Individually, it is certainly possible Van Houten is reformed. It’s possible she would live out the rest of her years in peace and never bother a soul. She might be one of those people who would be invisible to the rest of the world, dying unnoticed one day, perhaps even in the company of those she loved, and who loved her, in peace, and no one would speak of the event. 

But Leslie Van Houten denied that sort of peaceful death to a happily married couple who owned their own business, who had raised a family, and who had hurt no one. 

Tied, terrified, and struggling to live, two people were slaughtered by this woman. 

We should deny her a death in peace and freedom because she denied that to two innocent people. 

Take Care,

Mike

Mike writes regularly at his site:  The Hickory Head Hermit.

Opinions expressed in this article are not necessarily those of the management of this site.

4 thoughts on “Friday Firesmith – The Sins of Leslie Van Houten”

  1. I don’t believe there’s a drug or drink that makes you kill, not one.
    If you want to kill they will cloud your fear of repercussions.
    The California Legislative Analyst’s Office say 52 years x $106,131 = $5,518,812 spent keeping this scumbag in prison. She was living with better food, better healthcare, and better lodging that millions of homeless people.
    Where’s the guillotine when we need it.

    • Bruce, if we are going to execute other human beings, we ought to do it in a manner that is humane and undramatic. I think you are right in that if you don’t have it in you to murder then nothing you ingest will cause you to kill. But we have to be better than those we sentence to death.

    • I don’t think we should be treating drug or alcohol use as a criminal problem. it’s a health and education issue.

      if a person on drugs or alcohol commit other crimes they are certainly responsible for THOSE crimes but simple posession or use of drugs or alcohol should be considered a health & education issue. no need to compound the problem with the lifetime stigma of a conviction for something that shouldn’t be a crime at all.

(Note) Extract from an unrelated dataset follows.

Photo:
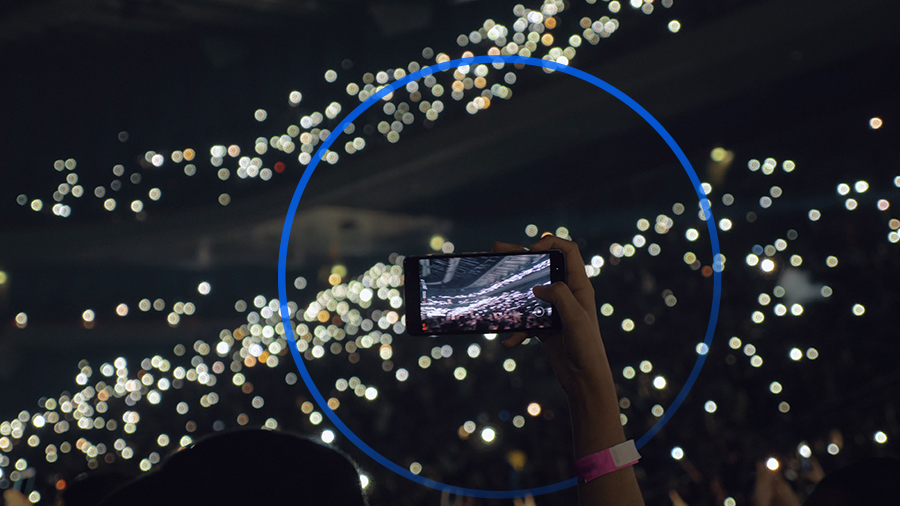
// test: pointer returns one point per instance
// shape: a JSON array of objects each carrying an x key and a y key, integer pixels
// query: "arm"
[{"x": 579, "y": 360}]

      the ‘drug war’ causes much bigger problems than the drugs do.

      I view the death penalty as ‘removing a cancer from society’ and we have other options for that. I am not a fan but also not a fan of the for profit prison industrial complex either but it is a far better choice than killing them.

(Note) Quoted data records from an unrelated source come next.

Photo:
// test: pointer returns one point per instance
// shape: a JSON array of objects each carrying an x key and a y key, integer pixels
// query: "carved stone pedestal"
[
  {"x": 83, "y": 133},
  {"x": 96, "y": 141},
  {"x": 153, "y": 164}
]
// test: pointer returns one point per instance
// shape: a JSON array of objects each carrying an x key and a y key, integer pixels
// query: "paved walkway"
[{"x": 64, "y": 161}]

      Execution is quite possibly justified in some circumstances but I haven’t got nearly enough confidence in our judicial system to be willing to trust their verdicts to justify possibly murdering an innocent person.

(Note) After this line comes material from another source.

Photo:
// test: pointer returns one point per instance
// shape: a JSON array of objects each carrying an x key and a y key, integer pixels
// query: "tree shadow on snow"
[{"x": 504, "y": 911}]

      • Keith, I agree that drugs, alcohol, and other abused substances should be considered mental health issues, not criminal events. I also lack the confidence any state in the union or the federal judiciary is competent enough to have fair trials that always end up with the right person being executed for a crime. Van Houten, however she arrived at murdering in the name of Charles Manson, should stay put.